I promised six weeks ago to write about witches. Finally, here they are.
I count eleven covers of Weird Tales showing witches, wizards, and warlocks and all their magical ways. I'm surprised that there are so few. It seems like I have missed some somehow. (I'll add more if I discover more.) Even the covers shown here are a little fuzzy: If the word "witch" or "witchcraft" weren't there to clue you in, you might not know these are pictures of witches. Only Matt Fox (May 1947) depicted the classic or stereotypical witch. William Heitman's cover (May 1923) seems to me second in its witchiness.
So is there an explanation? Maybe. For one, it's not easy to depict conjuring or the casting of spells. For another, witches are not very scary, not like vampires, werewolves, or other monsters. (I always liked the Salem Witch in the Aurora monster model series, but she hardly qualifies as a monster.) Also, a witch is not a person of great or dramatic action. She works behind the scenes, puttering around her house with her herbs and her eyes of newt. Lastly, the witch may present a problem to artists and writers who don't handle female characters very well. In any case, here are the witches, wizards, and warlocks, the original www.

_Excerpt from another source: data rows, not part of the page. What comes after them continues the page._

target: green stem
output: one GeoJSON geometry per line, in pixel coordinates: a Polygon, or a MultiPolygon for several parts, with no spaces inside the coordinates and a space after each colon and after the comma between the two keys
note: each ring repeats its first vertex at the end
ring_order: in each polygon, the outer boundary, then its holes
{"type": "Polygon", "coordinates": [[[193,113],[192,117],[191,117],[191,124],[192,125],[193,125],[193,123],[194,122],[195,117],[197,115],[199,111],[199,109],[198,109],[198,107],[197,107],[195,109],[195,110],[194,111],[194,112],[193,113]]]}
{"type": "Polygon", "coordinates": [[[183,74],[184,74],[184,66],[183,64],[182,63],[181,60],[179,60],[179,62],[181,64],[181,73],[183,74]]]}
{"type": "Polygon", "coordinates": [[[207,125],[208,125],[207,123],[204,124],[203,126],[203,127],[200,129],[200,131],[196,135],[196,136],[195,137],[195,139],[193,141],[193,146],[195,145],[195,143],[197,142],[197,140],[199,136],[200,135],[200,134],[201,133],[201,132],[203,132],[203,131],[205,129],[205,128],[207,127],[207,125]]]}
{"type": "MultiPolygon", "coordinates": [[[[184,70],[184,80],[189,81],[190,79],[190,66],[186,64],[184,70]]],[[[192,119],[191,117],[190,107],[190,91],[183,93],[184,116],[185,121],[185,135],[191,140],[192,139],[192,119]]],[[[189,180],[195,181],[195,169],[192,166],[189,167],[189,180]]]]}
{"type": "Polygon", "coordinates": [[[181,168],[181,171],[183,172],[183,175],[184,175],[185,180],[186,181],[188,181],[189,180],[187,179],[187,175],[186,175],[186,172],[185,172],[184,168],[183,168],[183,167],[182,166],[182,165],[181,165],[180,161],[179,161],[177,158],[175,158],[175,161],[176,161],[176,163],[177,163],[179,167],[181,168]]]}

|Weird Tales, May 1923. Cover story: "The Moon Terror" by A.G. Birch (?). Cover art by William F. Heitman. This is one of two covers by Heitman. The other (June 1923) seems to have been a rush job and came off badly. This one is far more successful.|
|Dyalhis probably didn't mean it, but his title invokes the character of Sea Hag from Thimble Theatre, better known as Popeye, by Elzie Segar.|
|Weird Tales, December 1948. Cover story: "The Sin-Eater" by G.G. Pendarves. Cover art by Ray Quigley. Looks like a wizard to me. In fact, he looks a little like Dr. Strange.|
|Weird Tales, May 1941. Cover story: "There Are Such Things" by Seabury Quinn [?]. Cover art by Hannes Bok. Voodoo dolls are witchcraft, so here goes this cover.|
|Weird Tales, October 1939. Cover story: "Kurban" by Seabury Quinn [?]. Cover art by A.R. Tilburne. Here are the trappings of wizardry: book, skull, candle, and animal companion or familiar.|
|Weird Tales, July 1951. Cover story: "Flame Birds of Angala" by E. Everett Evans. Cover art by Charles A. Kennedy.|
Thanks to Lemuel Nash for corrections.